Microsoft's Technology Adoption Program isn't just for huge corporations with thousands of users. Many smaller companies get a chance to participate -- and they're only too happy to get the sort of insider access and extra attention that's typically reserved for the big guys.
John-Mark Tucker, an IT manager at Red Dot Corp. in Seattle, said he was flattered to see a business with 500 employees get invited to the same events on Microsoft's campus in Redmond, Wash., as companies such as Siemens, Texaco Inc. and Hewlett-Packard Co. "When you're in these programs, you actually do have a real effect on the end product," Tucker said.
Red Dot's initial TAP experience was restricted to the use of a couple machines during the tail end of the testing phase for Windows Server 2003, after a third-party consulting firm recommended the company to Microsoft. The maker of heating and air conditioning systems enjoyed the program so much that it signed on early for the TAP for Windows XP Service Pack 2.
Tucker said Red Dot is participating in TAPs for Windows Vista and its Network Access Protection feature. The company's IT staff is starting with Vista on eight to 10 machines but plans to expand the rollout to about 50 PCs toward the end of this year or early next year, when the next major Vista beta arrives. Within six months of the final release, Red Dot expects to have half of its 170 workstations on Vista, Tucker added.
Ping Inc., a Phoenix-based golf equipment manufacturer that has just under 1,000 employees and about 500 PCs, joined the TAP process for Windows Server 2003 in the fourth quarter of 2002, in connection with a migration from Novell Inc.'s NetWare to Windows for file-and-print, e-mail and application servers.
"Normally, a company our size doesn't have much political pull with a vendor," said David Chacon, a technical services manager at Ping, which is a subsidiary of Karsten Manufacturing Corp. "This gave us a little leverage."

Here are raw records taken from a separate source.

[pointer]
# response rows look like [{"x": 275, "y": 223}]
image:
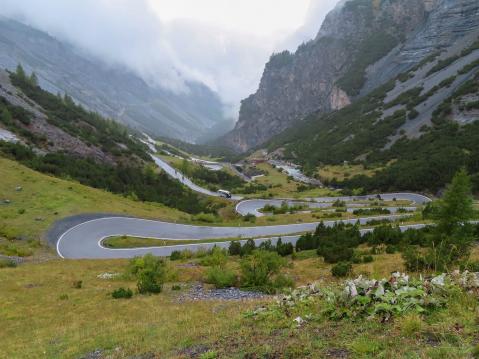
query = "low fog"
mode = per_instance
[{"x": 168, "y": 53}]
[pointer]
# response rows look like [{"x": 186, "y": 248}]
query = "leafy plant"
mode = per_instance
[
  {"x": 122, "y": 293},
  {"x": 341, "y": 269},
  {"x": 259, "y": 269},
  {"x": 221, "y": 277},
  {"x": 150, "y": 272}
]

Chacon noted that having consultants from Microsoft and outside firms on hand to help with the shift from NetWare Directory Services to Active Directory was a significant benefit, as Ping's IT staff worked to gain Windows skills. "Going from NetWare to Windows would have been a huge cost for us to bear on our own," he said.
But although Ping will consider participating in future TAPs, it won't be rushing to join the Windows Vista program. "We just need a little bit of a breather," Chacon said. "You have to analyze the opportunity and see how it fits with your business goals."